Another surprise was the tentatively proposed location: the Buckhead Motor Works auto shop at 145 Hilderbrand Drive and an adjacent city-owned building used by Heritage Sandy Springs, a history and culture nonprofit that ran a neighboring museum. The city-owned building was pegged for Heritage’s own expansion in a 2016 master plan, but the entire Cultural Center concept was added to a revised master plan sometime in 2018 or 2019. Heritage did not respond to questions at time; earlier this year, its board chairman praised the concept, but just weeks later, the organization shut down operations as the city took over.
The City Council went on to approve the Cultural Center concept and the purchase of the auto shop. But those decisions came with rare dissension. City Councilmember Tibby DeJulio at the time questioned the expense of the auto shop purchase and said that all of the Cultural Center’s proposed uses except for Visit Sandy Springs were not the job of government and taxpayers to support. During the vote for the latest plan, however, he called the resolution “very appropriate.”
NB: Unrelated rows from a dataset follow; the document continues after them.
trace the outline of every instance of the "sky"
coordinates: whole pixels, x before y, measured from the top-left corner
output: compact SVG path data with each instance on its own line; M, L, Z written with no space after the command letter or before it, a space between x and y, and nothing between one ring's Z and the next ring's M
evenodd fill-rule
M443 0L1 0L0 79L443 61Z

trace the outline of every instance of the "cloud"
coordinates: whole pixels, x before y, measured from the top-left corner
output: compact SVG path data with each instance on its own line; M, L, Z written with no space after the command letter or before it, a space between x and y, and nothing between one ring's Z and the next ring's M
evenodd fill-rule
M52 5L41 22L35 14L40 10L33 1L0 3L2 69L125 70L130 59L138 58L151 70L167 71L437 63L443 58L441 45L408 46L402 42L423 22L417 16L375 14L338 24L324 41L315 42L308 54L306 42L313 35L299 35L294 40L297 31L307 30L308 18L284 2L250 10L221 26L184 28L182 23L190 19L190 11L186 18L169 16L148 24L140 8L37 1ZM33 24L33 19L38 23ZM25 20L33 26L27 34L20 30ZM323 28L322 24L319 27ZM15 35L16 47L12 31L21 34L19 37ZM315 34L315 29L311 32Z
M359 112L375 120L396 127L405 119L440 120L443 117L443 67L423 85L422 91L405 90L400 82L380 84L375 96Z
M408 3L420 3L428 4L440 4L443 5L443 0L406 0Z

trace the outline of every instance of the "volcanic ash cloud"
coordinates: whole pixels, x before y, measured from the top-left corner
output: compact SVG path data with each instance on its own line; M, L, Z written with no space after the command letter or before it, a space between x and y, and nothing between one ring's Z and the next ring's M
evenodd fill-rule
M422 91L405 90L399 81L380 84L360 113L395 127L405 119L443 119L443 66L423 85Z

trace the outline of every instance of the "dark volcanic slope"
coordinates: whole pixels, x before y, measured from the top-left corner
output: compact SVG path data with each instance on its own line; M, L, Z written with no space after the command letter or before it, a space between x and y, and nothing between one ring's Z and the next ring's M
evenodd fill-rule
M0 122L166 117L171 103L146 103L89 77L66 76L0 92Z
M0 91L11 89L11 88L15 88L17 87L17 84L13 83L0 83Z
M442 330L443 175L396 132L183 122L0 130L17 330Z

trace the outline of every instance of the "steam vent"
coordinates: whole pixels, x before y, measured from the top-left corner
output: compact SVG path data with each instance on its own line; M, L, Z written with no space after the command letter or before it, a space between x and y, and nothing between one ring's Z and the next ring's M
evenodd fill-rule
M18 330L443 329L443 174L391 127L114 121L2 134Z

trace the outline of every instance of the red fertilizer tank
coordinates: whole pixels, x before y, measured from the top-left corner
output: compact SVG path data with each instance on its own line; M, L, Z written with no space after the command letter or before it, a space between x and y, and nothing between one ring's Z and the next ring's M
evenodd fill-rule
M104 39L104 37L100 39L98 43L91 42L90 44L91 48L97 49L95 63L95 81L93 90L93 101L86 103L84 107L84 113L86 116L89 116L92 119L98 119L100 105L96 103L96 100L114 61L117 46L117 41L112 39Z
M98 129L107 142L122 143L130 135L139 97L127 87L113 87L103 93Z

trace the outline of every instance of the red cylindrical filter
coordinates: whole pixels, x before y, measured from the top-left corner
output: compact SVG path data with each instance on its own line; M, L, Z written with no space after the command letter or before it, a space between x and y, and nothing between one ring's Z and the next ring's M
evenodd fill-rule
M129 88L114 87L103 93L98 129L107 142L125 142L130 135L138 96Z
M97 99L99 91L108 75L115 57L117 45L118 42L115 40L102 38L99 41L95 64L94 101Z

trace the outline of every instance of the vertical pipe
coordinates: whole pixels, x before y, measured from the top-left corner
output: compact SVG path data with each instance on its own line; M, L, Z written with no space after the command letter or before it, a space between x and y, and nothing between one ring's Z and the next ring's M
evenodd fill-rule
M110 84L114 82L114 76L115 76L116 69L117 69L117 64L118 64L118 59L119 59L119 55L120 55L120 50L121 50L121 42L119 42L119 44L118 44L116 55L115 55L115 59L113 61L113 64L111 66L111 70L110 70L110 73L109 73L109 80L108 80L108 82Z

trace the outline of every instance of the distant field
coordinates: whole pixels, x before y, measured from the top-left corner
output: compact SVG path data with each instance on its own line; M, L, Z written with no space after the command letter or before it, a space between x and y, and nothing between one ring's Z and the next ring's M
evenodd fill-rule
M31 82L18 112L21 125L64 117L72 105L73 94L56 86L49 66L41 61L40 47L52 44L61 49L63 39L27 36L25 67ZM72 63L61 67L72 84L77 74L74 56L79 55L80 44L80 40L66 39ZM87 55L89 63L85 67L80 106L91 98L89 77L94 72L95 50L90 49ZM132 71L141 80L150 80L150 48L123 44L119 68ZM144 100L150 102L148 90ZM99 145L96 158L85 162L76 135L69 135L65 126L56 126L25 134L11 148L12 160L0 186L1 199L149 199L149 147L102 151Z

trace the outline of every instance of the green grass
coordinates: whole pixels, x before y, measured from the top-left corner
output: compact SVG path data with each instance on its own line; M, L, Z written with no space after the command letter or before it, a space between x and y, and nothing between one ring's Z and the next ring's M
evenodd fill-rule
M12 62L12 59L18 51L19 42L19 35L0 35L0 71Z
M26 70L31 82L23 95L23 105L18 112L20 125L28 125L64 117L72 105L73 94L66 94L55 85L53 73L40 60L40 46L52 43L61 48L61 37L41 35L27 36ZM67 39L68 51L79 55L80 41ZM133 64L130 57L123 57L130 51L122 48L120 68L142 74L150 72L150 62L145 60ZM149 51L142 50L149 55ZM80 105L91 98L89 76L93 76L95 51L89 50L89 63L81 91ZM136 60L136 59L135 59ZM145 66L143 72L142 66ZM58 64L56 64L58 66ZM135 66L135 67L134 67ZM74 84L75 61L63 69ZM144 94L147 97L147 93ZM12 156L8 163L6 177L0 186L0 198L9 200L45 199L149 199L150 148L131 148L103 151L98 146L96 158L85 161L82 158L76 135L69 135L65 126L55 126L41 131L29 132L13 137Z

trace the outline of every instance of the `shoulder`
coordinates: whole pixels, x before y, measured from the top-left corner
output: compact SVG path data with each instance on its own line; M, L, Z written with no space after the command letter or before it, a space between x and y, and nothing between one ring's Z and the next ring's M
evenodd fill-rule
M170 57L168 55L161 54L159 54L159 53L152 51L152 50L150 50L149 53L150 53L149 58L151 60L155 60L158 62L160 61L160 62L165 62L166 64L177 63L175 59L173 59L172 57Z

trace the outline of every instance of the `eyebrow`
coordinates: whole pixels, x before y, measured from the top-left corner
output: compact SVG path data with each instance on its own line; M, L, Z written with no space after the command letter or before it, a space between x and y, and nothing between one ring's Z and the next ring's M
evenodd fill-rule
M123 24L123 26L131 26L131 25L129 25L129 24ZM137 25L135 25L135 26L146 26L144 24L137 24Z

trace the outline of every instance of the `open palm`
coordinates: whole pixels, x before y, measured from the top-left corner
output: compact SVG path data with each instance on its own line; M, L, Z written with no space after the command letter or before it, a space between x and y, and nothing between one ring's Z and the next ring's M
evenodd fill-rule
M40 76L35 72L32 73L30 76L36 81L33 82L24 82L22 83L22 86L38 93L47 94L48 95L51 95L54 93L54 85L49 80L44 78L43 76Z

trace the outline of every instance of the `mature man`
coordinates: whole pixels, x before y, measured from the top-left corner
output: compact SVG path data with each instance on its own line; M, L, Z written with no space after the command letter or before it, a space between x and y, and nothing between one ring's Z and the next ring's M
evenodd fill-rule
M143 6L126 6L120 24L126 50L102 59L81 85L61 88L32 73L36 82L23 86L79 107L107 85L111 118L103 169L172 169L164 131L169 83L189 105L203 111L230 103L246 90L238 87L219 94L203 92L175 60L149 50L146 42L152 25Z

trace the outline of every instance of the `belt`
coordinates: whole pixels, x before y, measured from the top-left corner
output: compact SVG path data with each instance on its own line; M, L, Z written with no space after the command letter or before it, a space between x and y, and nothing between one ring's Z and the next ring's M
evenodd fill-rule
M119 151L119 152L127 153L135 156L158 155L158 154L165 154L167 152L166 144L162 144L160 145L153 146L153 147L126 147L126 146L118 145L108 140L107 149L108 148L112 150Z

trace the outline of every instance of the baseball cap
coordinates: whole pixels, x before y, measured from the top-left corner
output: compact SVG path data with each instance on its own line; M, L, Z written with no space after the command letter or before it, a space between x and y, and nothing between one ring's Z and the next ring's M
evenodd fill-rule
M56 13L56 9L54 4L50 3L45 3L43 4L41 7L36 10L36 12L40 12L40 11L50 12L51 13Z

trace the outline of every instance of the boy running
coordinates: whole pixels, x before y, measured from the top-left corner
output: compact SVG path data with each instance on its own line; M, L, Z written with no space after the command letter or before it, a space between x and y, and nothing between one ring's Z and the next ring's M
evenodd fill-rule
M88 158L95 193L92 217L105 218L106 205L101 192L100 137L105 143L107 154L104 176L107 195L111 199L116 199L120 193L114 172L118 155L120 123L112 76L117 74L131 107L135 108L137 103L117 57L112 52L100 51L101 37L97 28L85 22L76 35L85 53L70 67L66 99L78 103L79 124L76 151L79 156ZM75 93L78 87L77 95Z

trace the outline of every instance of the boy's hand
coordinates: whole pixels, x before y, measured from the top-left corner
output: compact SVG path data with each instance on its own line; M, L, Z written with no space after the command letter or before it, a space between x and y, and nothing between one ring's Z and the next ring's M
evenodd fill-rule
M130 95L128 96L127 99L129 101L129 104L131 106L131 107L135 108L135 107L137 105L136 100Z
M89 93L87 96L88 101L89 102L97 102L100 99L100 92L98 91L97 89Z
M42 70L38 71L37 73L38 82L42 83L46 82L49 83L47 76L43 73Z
Tom Mahaffey, the Chamber’s president and CEO, earlier this year expressed excitement about his organization joining the Cultural Center. But now the Chamber will stay in the “King” skyscraper in Perimeter Center’s Concourse Center. Mahaffey now says he was “always a little apprehensive” about the move and that “it probably makes more sense to stay where we are” in the business district rather than deal with downtown Sandy Springs traffic. He said the city did not ask the Chamber to change its plan.
Visit Sandy Springs is out as well, with Executive Director Jennifer Cruce explaining only that “a lot has happened” since the original announcement. The Anne Frank exhibit remains the important part, she said.
Kraun said that Visit Sandy Springs eventually could end up at the general Heritage site, whose main office is on Blue Stone Road. Heritage was considered as a third option for the Cultural Center itself, she said. And the auto shop site may yet become part of the Heritage property after all, as Kraun said Paul noted that it was long conceived for such an expansion.